A U.S. District Court Judge in Pittsburgh has issued a split decision on an ERISA complaint against PNC Financial Services Group Inc., allowing some allegations by 401(k) participants to go to trial.
Judge Christy Criswell Wiegand on March 31 rejected a motion to dismiss by PNC and plan fiduciaries who contended that the three plaintiffs lacked standing to sue and that they failed to show that fiduciaries acted imprudently in managing the plan.
However, the judge supported the defendants' request to dismiss the allegation that fiduciaries violated ERISA's duty of loyalty, rejecting a self-dealing argument by the plaintiffs.
This is the second time the case of Johnson et al. vs. PNC Financial Services Inc. et al. has appeared before the judge.
Plan participants sued to October 2020, arguing that fiduciaries violated ERISA by charging high administrative record-keeping and administrative fees.
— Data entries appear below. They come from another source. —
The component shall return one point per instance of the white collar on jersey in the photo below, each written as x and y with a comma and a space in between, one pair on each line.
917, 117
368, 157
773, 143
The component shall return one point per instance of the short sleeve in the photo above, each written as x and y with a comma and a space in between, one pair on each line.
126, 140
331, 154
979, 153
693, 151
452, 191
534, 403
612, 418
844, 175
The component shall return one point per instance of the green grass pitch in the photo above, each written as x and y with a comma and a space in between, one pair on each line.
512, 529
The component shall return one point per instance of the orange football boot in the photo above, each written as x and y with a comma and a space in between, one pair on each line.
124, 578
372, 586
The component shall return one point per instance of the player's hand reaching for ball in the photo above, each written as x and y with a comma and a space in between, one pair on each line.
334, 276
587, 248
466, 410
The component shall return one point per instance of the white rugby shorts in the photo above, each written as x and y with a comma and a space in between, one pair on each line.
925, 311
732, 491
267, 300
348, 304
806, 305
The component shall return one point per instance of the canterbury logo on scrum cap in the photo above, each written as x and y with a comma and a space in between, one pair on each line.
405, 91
The judge dismissed the entire complaint in August 2021 saying that it "fails to state facts from which a breach of fiduciary duty can be plausibly inferred." However, she allowed the plaintiffs to file an amended complaint, which is the subject of her March 31 ruling.
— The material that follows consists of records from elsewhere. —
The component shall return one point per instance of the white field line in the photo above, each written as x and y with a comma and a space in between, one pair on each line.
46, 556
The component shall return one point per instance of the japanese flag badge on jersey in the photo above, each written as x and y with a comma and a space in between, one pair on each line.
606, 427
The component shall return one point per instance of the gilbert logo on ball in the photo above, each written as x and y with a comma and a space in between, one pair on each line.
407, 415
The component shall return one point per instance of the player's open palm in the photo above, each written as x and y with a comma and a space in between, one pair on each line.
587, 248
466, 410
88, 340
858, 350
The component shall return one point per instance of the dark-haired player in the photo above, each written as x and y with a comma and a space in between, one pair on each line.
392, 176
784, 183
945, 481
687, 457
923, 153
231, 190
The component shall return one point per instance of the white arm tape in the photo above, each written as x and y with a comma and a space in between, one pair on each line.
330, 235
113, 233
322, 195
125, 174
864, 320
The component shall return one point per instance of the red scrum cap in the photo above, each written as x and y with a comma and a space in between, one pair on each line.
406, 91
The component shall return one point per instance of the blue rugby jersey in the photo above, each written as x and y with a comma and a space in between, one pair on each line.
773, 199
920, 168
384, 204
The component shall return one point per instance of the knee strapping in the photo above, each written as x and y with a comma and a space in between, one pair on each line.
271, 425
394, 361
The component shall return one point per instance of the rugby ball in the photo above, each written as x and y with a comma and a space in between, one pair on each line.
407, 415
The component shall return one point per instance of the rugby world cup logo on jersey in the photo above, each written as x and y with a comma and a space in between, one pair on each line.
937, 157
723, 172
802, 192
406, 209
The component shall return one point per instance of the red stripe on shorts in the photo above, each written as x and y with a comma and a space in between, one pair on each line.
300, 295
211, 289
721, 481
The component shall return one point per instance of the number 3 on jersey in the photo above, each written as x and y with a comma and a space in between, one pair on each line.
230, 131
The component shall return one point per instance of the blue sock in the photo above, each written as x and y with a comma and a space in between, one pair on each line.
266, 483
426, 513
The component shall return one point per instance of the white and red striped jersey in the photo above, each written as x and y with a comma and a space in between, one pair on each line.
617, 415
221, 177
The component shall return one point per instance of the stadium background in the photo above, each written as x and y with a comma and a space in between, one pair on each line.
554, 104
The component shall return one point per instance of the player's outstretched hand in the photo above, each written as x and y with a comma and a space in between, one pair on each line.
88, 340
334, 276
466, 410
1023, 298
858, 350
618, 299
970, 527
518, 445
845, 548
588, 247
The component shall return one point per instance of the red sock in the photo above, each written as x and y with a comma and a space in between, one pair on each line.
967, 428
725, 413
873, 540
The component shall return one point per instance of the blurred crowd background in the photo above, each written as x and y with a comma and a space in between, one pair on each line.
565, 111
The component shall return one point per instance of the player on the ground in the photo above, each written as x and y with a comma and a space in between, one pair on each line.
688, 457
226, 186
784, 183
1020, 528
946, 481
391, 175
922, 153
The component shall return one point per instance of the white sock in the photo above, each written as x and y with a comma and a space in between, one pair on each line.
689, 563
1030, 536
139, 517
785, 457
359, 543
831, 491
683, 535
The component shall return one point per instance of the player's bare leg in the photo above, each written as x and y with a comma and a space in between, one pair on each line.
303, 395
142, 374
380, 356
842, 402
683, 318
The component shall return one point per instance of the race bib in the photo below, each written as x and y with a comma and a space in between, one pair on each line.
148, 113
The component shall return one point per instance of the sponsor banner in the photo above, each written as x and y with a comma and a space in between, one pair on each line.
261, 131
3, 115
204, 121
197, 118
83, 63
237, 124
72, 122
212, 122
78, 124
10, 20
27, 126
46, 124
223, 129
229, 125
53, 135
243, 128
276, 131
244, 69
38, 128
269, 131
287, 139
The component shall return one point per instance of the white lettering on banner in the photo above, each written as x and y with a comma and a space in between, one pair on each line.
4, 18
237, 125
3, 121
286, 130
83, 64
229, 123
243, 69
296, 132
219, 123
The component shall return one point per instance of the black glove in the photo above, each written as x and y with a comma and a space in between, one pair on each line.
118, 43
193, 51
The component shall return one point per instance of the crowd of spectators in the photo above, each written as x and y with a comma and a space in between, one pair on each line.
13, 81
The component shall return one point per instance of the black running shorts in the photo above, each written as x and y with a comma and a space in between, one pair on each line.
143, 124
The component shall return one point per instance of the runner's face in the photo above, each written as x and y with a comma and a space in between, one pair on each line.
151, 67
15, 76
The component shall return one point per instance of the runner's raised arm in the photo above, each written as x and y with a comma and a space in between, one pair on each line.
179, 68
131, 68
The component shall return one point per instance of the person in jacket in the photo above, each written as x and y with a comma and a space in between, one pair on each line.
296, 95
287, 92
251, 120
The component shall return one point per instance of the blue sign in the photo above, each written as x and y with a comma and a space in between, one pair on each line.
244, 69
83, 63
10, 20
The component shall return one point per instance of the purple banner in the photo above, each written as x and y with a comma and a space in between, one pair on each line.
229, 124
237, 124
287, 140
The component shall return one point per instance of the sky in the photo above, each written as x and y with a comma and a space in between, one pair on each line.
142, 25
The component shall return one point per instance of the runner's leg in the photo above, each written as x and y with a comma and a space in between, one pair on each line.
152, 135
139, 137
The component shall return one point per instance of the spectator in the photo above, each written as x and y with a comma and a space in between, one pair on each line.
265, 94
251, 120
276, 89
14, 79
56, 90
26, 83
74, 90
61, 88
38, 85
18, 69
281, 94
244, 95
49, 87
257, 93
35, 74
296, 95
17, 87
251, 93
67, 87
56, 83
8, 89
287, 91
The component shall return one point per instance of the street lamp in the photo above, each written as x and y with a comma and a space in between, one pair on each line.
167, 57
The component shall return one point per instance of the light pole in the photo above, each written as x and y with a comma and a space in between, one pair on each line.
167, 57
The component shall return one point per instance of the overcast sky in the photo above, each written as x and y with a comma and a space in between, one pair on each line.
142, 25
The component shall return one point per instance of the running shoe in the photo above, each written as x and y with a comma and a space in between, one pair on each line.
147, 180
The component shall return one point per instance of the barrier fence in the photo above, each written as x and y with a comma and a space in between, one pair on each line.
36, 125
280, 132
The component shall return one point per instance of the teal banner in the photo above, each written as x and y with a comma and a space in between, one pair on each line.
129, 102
"The amended complaint sufficiently alleges that defendants breached their duty of prudence," the judge wrote on March 31, referring to the plaintiffs' comparison of PNC's average per-person record-keeping fees vs. the fees of four other 401(k) plans.
"Additionally, the amended complaint alleges that, based on the plan's size and resulting negotiating power, defendants should have been able to obtain the same services for a significantly lower amount," wrote the judge, in agreeing that the defendants failed to follow a prudent process in assessing record-keeping services.
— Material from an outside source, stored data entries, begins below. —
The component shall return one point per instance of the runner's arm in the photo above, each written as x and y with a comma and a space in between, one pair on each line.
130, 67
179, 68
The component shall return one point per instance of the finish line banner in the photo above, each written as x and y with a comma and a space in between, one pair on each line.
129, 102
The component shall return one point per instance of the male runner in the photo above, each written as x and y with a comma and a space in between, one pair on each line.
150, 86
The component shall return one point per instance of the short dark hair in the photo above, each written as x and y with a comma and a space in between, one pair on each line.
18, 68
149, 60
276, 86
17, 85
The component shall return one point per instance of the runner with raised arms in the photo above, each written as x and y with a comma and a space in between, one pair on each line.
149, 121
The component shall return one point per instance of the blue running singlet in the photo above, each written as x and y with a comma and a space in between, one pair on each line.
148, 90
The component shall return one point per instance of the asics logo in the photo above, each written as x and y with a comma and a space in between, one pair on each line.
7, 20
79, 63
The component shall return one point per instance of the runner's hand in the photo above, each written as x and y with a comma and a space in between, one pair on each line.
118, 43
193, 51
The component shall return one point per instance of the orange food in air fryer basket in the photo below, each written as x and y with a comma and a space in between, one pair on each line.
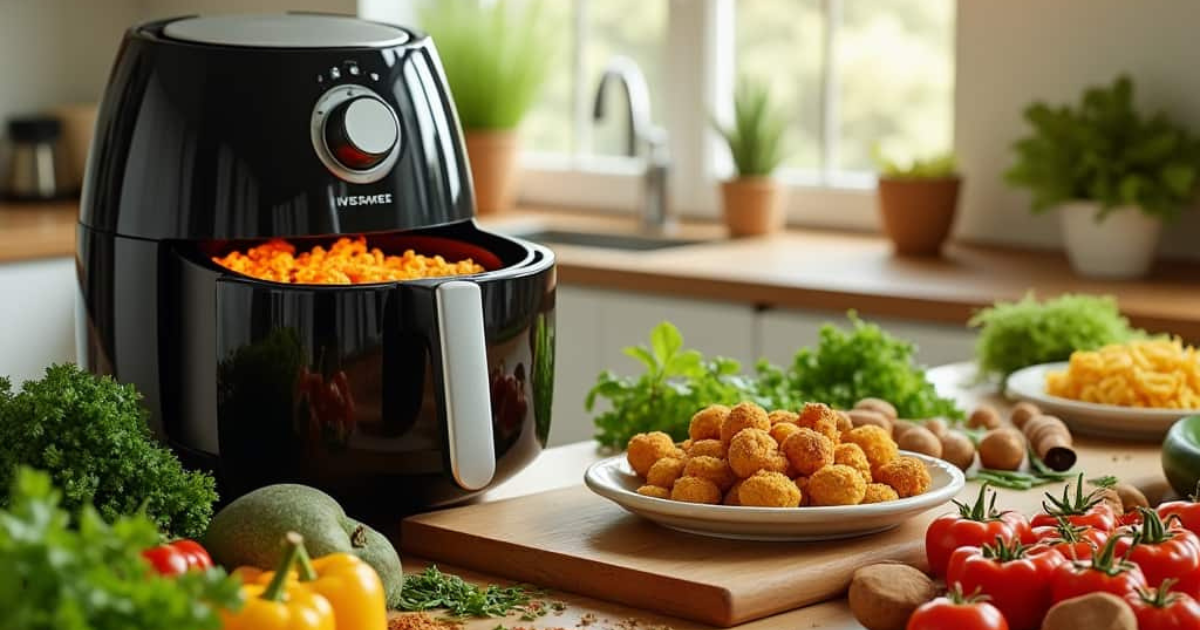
347, 262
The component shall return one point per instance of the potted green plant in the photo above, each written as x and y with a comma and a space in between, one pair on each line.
918, 201
1113, 174
753, 201
496, 61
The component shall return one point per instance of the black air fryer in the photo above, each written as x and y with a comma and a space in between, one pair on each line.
220, 133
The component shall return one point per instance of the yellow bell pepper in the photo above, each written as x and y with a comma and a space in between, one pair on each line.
348, 583
281, 604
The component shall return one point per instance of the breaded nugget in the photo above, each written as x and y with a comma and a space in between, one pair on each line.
711, 468
783, 415
837, 485
907, 475
654, 491
852, 455
731, 496
706, 424
802, 484
769, 490
696, 490
781, 431
753, 450
820, 418
808, 451
645, 449
880, 493
744, 415
875, 442
711, 448
665, 472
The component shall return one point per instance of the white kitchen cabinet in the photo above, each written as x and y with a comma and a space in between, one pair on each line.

The judge also supported plaintiffs' allegation that the defendants failed to monitor co-fiduciaries because "the facts here provide a sufficient basis to infer that defendants knew or should have known about alleged mismanagement."
The PNC Financial Services Group Inc. Incentive Savings Plan, Pittsburgh, had assets of $7.69 billion as of Dec. 31, 2020, according to the latest Form 5500.